どちらにもメリットがありますが、損失額を比較的抑えやすいのは前者の押し目買い、戻り売りです。

ロンドン市場以降が狙いやすい

相場に出ている流れを追うのがトレンドフォローですから、値動きに勢いが出やすい日本時間の夕方〜深夜の時間帯の方が適しています。

押し目や戻りとは、つまりトレンドの第2波、第3波を狙うことです。しかしトレンドに勢いがなければ長続きせず反転してしまうため、押し目や戻りが機能しません。

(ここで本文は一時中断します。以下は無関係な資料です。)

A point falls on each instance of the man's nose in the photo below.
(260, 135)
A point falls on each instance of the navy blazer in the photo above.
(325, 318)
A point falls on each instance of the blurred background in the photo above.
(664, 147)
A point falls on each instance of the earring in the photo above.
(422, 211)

日本時間の夜は、日中に勤務している方にとって「仕事後」になるため、生活リズムの中にトレードを組み込みやすいメリットもあります。

上位時間足にトレンドがあるときに狙う

1分足より上位の時間足、例えば1時間足に明確にトレンドが出ていることが重要です

チャートの値動きは、上位足が優先される原則があるため、1時間足で上昇トレンドが続いているなら、1分足でも上昇圧力が強いと判断します。

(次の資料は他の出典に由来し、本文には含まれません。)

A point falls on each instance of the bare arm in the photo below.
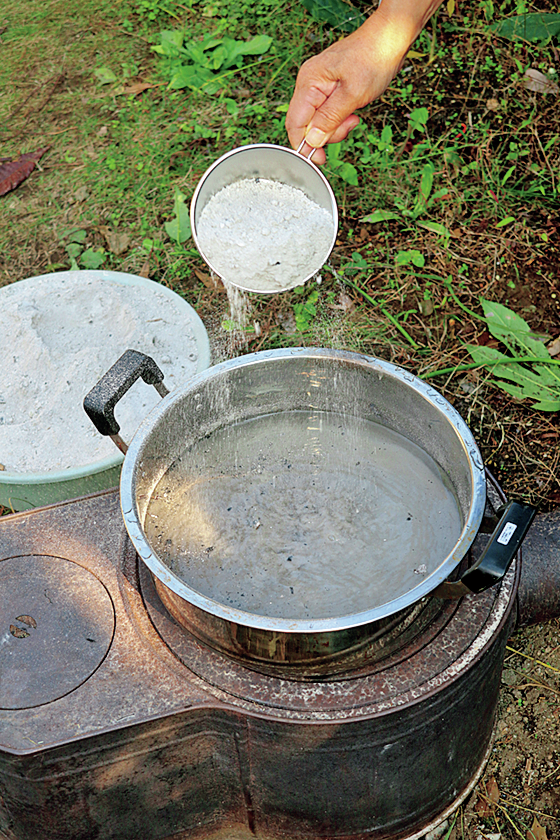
(353, 72)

一般的によく使われるインジケーター(1)ボリンジャーバンド

ボリンジャーバンドは非常に情報量が多いインジケーターといえます。中央の移動平均線は、傾きで直近のトレンドを判断したり、サポートやレジスタンスの役割になったりします。

また上下のバンドは、反転の目安になることが多い他、値動きに勢いが出ると幅が広がり(エクスパンション)、値動きが落ち着くと幅が狭くなります(スクイーズ)。

一般的によく使われるインジケーター(2)平均足

平均足はローソク足と外見は似ていますが、トレンドが出ているときには同じ色の足が連続出現しやすくなるように設計されているため、シンプルにトレンドの判断が可能です。

陽線が続いていれば上昇、陰線が続いていれば下降というルールが成り立つので、そのまま売買ルールに組み込めます。

重要なのは実質スプレッド

取引コストの影響が大きい

トレードをするチャートの時間軸が短くなるほど、勝ちトレードの利益と、負けトレードの損失がともに小さくなる傾向があります。1分足でトレードをするスキャルピングは、利益も損失も小さいです。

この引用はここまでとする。